November 27, 2014
November 26, 2014
November 25, 2014
Condominium and Homeowner Association Board Member Fiduciary Duties. The Impending Statute of Limitation for Hurricane Wilma Claims.
Board members of homeowner’s associations and townhome associations owe fiduciary duties to the other homeowners for whom they serve. When particular attention is not paid, board members may inadvertently breach their duties and thereby expose themselves to liability and expense. This article looks at the general rules governing Board member duties with a special emphasis on the law in Florida. We then examine how a failure to properly investigate a loss or damage to the association’s property may breach a director’s duties and cause an association to lose valuable property rights – currently or in the future. Property managers should be alert to these issues and assist their association clients in identifying issues where these principles lie. The principles discussed often apply in other states as well.

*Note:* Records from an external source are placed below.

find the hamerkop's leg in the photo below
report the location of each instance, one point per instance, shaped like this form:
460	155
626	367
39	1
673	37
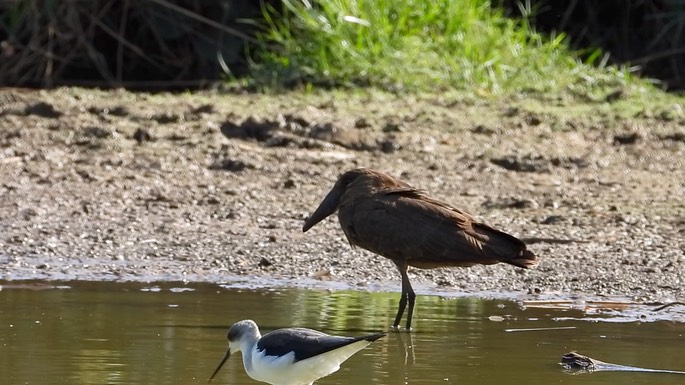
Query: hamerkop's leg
408	296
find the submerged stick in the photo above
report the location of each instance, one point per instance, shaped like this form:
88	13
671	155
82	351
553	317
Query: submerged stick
579	363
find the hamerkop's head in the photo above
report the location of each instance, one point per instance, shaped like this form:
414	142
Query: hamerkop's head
353	184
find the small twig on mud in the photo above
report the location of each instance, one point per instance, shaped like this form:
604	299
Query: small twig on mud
662	307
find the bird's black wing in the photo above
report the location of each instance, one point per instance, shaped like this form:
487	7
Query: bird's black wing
305	343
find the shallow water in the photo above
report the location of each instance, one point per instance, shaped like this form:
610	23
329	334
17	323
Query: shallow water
133	333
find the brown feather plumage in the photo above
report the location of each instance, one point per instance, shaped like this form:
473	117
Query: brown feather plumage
387	216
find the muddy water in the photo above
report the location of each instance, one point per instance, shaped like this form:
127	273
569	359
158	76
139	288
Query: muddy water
105	333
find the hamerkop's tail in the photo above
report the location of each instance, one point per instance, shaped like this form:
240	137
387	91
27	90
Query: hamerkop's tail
526	259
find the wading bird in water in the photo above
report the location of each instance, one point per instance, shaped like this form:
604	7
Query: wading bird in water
388	217
290	356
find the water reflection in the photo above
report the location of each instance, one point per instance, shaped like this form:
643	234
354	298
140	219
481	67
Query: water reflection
105	333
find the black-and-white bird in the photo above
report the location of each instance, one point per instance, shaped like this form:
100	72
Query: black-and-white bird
290	356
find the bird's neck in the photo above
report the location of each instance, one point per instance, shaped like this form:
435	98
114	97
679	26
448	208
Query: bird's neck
247	347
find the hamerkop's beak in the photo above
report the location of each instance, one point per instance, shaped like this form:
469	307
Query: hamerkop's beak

- A director shall discharge his or her duties as a director, including his or her duties as a member of a committee: (a) in good faith; (b) with the care an ordinarily prudent person in a like position would exercise under similar circumstances; and (c) in a manner he or she reasonably believes to be in the best interests of the corporation.
- First determine whether the terms of the proposed transaction are at least as favorable to the corporation and its shareholders as might be available from unrelated persons or entities; secondly determine whether the proposed transaction is reasonably likely to further the corporation’s business activities; and third ensure that the process by which the decision is approved or ratified is fair.
- The association’s property insurance policy is a substantial asset purchased by the association and constitutes part of the association’s capital.
- Board members are responsible as fiduciaries to the association members to capture all available benefits under the association’s insurance policies.
- In the event of a catastrophic loss such as Hurricane Wilma, one and possibly more association policies are likely to provide replacement coverage for most association property damaged in the loss, including major building components such as sliding glass doors, windows, roof, exterior cladding and interior damaged by water intrusions through openings or leaks created by the storm.
- In Florida if any damage to association property was caused by Hurricane Wilma, the property insurance policy is triggered, regardless whether the damage caused by the storm may have been originally estimated by an insurance company to amount to less than the deductible under the policy – it is highly likely that original estimate is low because many types of damage require expert evaluation to verify. The accuracy of the insurance company’s estimate must be verified by the Board using its own experts. Relying on the insurance company’s experts is not reasonable.
- In order to satisfy the fiduciary duty Board members owe to association members, Board members should have a credible opinion from someone with verifiable expertise in evaluating insurance claims for Policyholders about whether the response of an insurance company to a loss claim was reasonable – Board members cannot reasonably rely on the insurance company’s determination.
- The coming crisis for Board members is the statute of limitation for Wilma claims, which will bar any claim against an insurance company that is not filed in court by October 24, 2010.
- Whether current Board members properly met their fiduciary duties to obtain all available insurance benefits for a Wilma property loss will be revealed during the next catastrophic loss cycle – insurance companies will deny coverage for damages they can argue were caused by Hurricane Wilma, and never repaired, when claims are made for the next major wind or other large loss event.
- Whether Board members sitting at the time the statute of Limitation passed met their duties to pursue insurance claims for Wilma losses before October 24, 2010 will be examined by a later Board faced with a denial of coverage at the time of the next large loss. Current Board members need to have the the insurance carrier’s claim decision regarding Hurricane Wilma losses properly evaluated well in advance of the October 24, 2010 deadline. If further action in the claim process must be taken, a reasonable period of time is necessary to either resolve the claim, or know suit must be filed before October 24, 2010.
- Claims already adjusted may be reopened, if appropriate, even if a payment was made or the loss was estimated below the deductible. Legal practitioners have seen a pattern of chronic underpayment of claims by insurance carriers where policyholders do not have proper representation.
- Finally, current Board members may reasonably rely on the opinions of persons with verifiable expertise, such as Public Adjusters and certain law firms who emphasize in their practice first party insurance coverage representing only Policyholders. An opinion from a person with verifiable expertise that benefits under an insurance policy have, or have not been, sufficiently pursued will protect Board members in the discharge of their fiduciary duties.